The Investigator-Participant Relationship
Codes of ethical conduct typically place great stress on relationships between researchers and participants.
| Table 1 Relationships Between Researchers and Participants in Biomedical Research and Cross-Cultural Fieldwork | ||
|---|---|---|
| Biomedical Research | Cross-Cultural Fieldwork | |
| Researchers' power as perceived by participants | High | Mid |
| Effect of researchers' status and lifestyle on research success | Low | High |
| Researchers' control over research setting | High | Low or negative |
| Direction of research interaction | One-way, researcher to participant | Two-way |
| Risk to participants | High, often physical | Low, often psychological |
| Potential benefit to participants | High | Low |
| Informed consent | Formal, written | Informal, often verbal, continuous |
| SOURCE: Adapted from Cassell (1980). | ||
These relationships are very different in biomedical studies, psychological experiments, survey research, and cross-cultural observational studies. These differences make codes based on those developed for biomedical research contexts especially problematic when applied to cross-cultural observational research. Some of the key differences between the two contexts are summarized in Table 1. As the table makes clear, the presumed distance between researchers and participants is often much less in cross-cultural observational studies than it is in biomedical contexts. As a result, these cross-cultural researchers must often wrestle with concerns about the ways in which their living arrangements may affect the people they study, while their familiarity with the group under study and its language surely affects the quality and success of their research. Fieldworkers have unique relationships with the people they study because they are often dependent on the studied population for shelter, food, informants, and translation.
Power and Status
The perceived power of cross-cultural researchers varies according to the research methodology and the history of researchers in the area. These researchers may be perceived as powerful because they are economically privileged relative to the local population, but they are weak in other respects because they may be perceived as “naive” or “childlike” with respect to their ability to communicate or understand local customs. Biomedical researchers, in contrast, typically appear to have considerable power over procedures and even the health of participants. In biomedical research, participants enter contexts (e.g., clinics, hospitals) in which researchers are perceived as experts.
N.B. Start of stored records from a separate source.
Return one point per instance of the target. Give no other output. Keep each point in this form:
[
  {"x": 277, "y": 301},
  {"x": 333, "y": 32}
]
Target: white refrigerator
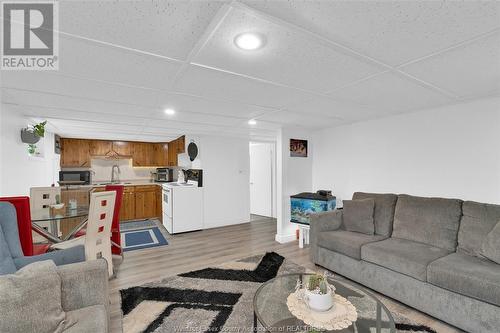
[{"x": 182, "y": 208}]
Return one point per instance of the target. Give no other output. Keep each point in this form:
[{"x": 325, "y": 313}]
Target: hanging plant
[
  {"x": 39, "y": 129},
  {"x": 32, "y": 149}
]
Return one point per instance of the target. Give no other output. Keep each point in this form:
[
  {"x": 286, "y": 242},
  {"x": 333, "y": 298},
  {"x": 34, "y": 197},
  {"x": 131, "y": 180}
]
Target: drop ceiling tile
[
  {"x": 390, "y": 31},
  {"x": 469, "y": 71},
  {"x": 288, "y": 57},
  {"x": 70, "y": 105},
  {"x": 392, "y": 93},
  {"x": 309, "y": 121},
  {"x": 169, "y": 28},
  {"x": 225, "y": 86},
  {"x": 185, "y": 103},
  {"x": 100, "y": 62},
  {"x": 322, "y": 106},
  {"x": 61, "y": 85}
]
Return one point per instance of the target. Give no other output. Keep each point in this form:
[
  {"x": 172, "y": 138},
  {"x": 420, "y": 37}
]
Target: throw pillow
[
  {"x": 491, "y": 244},
  {"x": 6, "y": 262},
  {"x": 30, "y": 300},
  {"x": 358, "y": 215}
]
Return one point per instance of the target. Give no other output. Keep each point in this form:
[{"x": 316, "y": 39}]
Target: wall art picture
[{"x": 298, "y": 148}]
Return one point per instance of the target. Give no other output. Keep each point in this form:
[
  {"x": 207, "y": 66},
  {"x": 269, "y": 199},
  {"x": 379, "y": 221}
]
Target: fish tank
[{"x": 307, "y": 203}]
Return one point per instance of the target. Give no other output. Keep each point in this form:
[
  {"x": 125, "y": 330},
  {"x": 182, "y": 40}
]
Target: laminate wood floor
[{"x": 195, "y": 250}]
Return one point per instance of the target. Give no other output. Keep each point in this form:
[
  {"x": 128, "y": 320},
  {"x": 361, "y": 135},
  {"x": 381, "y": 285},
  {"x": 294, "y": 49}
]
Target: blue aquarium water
[{"x": 303, "y": 204}]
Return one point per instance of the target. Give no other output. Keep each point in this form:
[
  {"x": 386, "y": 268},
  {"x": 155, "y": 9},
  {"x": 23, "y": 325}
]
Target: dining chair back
[
  {"x": 116, "y": 247},
  {"x": 98, "y": 235},
  {"x": 22, "y": 206}
]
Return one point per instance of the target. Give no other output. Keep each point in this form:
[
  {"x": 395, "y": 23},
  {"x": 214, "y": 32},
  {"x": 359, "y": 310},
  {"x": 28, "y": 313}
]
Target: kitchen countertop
[{"x": 127, "y": 182}]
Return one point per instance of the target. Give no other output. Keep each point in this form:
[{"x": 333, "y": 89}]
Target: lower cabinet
[
  {"x": 127, "y": 211},
  {"x": 145, "y": 202}
]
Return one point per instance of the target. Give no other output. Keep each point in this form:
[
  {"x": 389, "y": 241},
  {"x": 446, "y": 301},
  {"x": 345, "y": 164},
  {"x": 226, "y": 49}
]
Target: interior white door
[{"x": 261, "y": 179}]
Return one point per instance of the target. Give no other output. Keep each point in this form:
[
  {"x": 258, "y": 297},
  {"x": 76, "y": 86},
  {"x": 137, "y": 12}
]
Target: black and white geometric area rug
[{"x": 214, "y": 299}]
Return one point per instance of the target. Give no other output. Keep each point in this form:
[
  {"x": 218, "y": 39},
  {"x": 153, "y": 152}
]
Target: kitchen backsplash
[{"x": 102, "y": 169}]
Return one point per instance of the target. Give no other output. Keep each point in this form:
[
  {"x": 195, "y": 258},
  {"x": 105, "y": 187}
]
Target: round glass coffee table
[{"x": 271, "y": 313}]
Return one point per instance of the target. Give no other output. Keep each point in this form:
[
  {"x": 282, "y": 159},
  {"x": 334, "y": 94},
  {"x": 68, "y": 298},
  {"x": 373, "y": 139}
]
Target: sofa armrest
[
  {"x": 63, "y": 257},
  {"x": 321, "y": 222},
  {"x": 84, "y": 284}
]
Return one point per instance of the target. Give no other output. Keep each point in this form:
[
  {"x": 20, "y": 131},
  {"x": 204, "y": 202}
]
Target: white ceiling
[{"x": 325, "y": 63}]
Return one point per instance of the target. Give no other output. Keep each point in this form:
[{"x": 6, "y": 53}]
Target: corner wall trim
[{"x": 285, "y": 238}]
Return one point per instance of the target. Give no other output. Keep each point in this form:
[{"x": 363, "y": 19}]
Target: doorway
[{"x": 263, "y": 179}]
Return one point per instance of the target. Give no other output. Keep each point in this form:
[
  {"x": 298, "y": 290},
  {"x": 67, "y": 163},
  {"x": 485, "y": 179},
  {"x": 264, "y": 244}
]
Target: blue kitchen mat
[{"x": 142, "y": 239}]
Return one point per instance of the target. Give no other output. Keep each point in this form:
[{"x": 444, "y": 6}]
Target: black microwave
[{"x": 75, "y": 176}]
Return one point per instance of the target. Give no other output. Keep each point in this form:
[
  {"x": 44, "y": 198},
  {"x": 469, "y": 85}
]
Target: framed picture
[{"x": 298, "y": 148}]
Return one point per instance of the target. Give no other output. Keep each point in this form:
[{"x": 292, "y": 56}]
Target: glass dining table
[{"x": 55, "y": 218}]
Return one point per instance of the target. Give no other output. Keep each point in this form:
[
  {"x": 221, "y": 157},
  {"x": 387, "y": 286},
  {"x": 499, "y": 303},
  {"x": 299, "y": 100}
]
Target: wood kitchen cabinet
[
  {"x": 159, "y": 206},
  {"x": 145, "y": 202},
  {"x": 127, "y": 210},
  {"x": 122, "y": 148},
  {"x": 75, "y": 153},
  {"x": 160, "y": 154},
  {"x": 172, "y": 153},
  {"x": 142, "y": 154},
  {"x": 100, "y": 147}
]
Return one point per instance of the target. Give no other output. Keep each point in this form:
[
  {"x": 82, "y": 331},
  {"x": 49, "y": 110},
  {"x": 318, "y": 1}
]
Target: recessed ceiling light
[{"x": 249, "y": 41}]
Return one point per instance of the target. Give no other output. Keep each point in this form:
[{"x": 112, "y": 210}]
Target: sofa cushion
[
  {"x": 403, "y": 256},
  {"x": 491, "y": 245},
  {"x": 433, "y": 221},
  {"x": 467, "y": 275},
  {"x": 477, "y": 221},
  {"x": 383, "y": 216},
  {"x": 30, "y": 300},
  {"x": 7, "y": 265},
  {"x": 358, "y": 216},
  {"x": 88, "y": 319},
  {"x": 346, "y": 242}
]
Cross-cultural researchers are usually foreigners to the communities they study and in which they live while conducting fieldwork. Because fieldworkers are typically more affluent than the people they study, they are often treated as scarce resources, so that their decisions (such as where to live) may create jealousy. Western fieldworkers may also elicit unwelcome comparisons with Western colonialists of the past, and this can influence the willingness of people to participate in the research. It is thus extremely important for researchers to respect local customs, speak the local language, and live like the participants. In fact, it is often necessary for cross-cultural researchers to learn about the local language and beliefs before they begin to conduct their research.